Organizadas e bem relacionadas com entidades nacionais e internacionais ligadas ao setor florestal, as lideranças dos povos tradicionais acreanos já sabem o quanto custou para a população rural de Rondônia o tão propalado sucesso do seu agronegócio.
As estatísticas mostram que, entre janeiro de 2015 e setembro de 2017, Rondônia foi o estado mais violento da Amazônia, com 56 assassinatos de índios, extrativistas e pequenos agricultores em conflitos agrários com o agronegócio, segundo consta no Atlas de Conflitos na Amazônia, elaborado pela Comissão Pastoral da Terra (CPT).
Além disso, com desmatamento da ordem de 131 mil hectares, representando 16,6% de toda a devastação amazônica ocorrida entre agosto de 2017 e julho de 2018, Rondônia foi o terceiro estado que mais derrubou árvores na região, segundo os dados oficiais do Instituto Nacional de Pesquisas Espaciais (Inpe).

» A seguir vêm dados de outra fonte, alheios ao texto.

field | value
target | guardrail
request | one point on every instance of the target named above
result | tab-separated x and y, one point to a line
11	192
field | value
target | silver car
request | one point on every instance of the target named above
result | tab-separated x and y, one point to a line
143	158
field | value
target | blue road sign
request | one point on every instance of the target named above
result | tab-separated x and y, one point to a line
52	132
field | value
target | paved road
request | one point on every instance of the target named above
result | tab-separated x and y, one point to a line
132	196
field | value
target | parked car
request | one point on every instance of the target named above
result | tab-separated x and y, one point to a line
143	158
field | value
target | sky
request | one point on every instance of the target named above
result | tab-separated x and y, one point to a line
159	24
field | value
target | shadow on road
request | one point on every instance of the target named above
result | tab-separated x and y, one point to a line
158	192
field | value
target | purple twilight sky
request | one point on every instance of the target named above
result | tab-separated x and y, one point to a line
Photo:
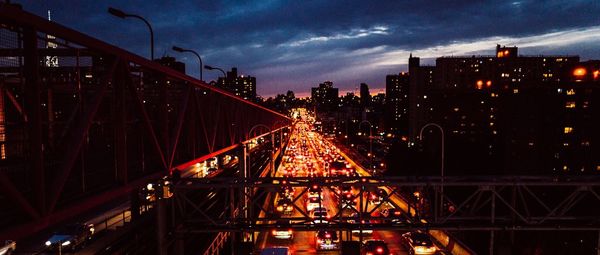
294	45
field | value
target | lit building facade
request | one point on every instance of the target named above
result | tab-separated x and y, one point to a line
396	104
508	113
241	86
325	96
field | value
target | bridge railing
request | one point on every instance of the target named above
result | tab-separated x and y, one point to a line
470	203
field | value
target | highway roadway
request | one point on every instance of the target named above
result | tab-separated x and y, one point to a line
305	159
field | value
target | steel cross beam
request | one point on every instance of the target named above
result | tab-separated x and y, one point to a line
467	203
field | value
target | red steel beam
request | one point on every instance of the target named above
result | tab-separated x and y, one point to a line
182	112
33	109
15	195
23	18
140	105
77	138
74	210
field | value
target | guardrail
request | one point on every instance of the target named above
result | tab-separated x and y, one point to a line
455	246
217	244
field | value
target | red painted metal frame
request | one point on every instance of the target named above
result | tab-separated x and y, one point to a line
229	124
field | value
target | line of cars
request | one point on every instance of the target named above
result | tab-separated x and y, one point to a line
313	156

A Rondônia que o governador Cameli quer copiar para o Acre também foi responsável pela quinta maior emissão de gases de efeito estufa no Brasil, segundo levantamento divulgado em 21 de novembro de 2018 pelo Observatório do Clima. A emissão de gás carbônico pela pecuária, a agricultura de grãos e a mineração na Amazônia já vem contribuindo há vários anos com parte significativa do desequilíbrio climático do Brasil, da América do Sul e de todo o planeta, por ser sua última grande floresta tropical.